Clip Assembly/Composition Generation
[0039] Referring now to FIGS. 2, 5 and 6a-6c, the steps performed
by the clip assembler 50 of FIG. 2 in order to generate an encoded
audio/video composition or article comprised of a plurality of
distinct clips is now described.
[0040] Thus, upon commencement of the method, at step S510 the
assembler 50, under control of a playlist received via the playlist
input interface 506 (which is most likely to come from another
software module, for example one which builds or selects a playlist
based on intuitive controls manipulated by an end user wishing to
view a video composition), obtains the first clip to be assembled
into the ultimate audio/video composition from the Clip Store 10.
The method then proceeds to step S520 in which the next clip (i.e.

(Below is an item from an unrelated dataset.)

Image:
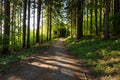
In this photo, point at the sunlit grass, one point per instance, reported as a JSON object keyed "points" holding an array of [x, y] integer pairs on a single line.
{"points": [[102, 56], [5, 60]]}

on the first iteration of this step it is the second clip) to be
added to the composition (according to the playlist) is obtained
from the Clip Store 10.
[0041] Upon completion of step S520, the method proceeds to step
S530 in which the Clip Assembler 50 concatenates the audio frames
of the clip obtained in step S520 to the existing audio frames of
the composition (which is just the first clip on the first
iteration of this step). Similarly the video frames of the clip
obtained in step S520 are concatenated to the existing video frames
of the composition. On the first iteration, this concatenation
results in an extended clip such as that shown in FIG. 6b where the
top two clips of FIG. 6a (clips a and b having video frames
aV1-aV10 and bV1-bV81 respectively, and having audio frames
aA1-aA152 and bA1-bA122 respectively) are concatenated to produce a
composition having video frames aV1-bV81 and audio frames
aA1-bA122. Note that since the audio stream duration is 1/2 an
audio frame longer than the video stream in all of the clips of
FIG. 6a, by the time the first two of these clips have been
concatenated, the combined audio stream (i.e. the duration of
frames aA1-bA122 is 1 audio frame longer than the combined video
stream (aV1-bV81).
[0042] Note that in the present embodiment, the video clips being
concatenated are in the Flash Video format and the output
(intermediate) composition of each concatenation is also in the
Flash Video format. In this format, each frame (both audio and
video) is associated with a timestamp specifying the time at which
the frame should be played by the media player (ultimately
responsible for playing the file). (Note that interestingly actual
media players often simply play audio frames in the order in which
they appear deliberately disregarding any gaps suggested by
non-contiguous timestamps in the audio frames to avoid unpleasant
sounds resulting from such gaps--in such cases, the audio
timestamps are used to determine which video frames to play--i.e.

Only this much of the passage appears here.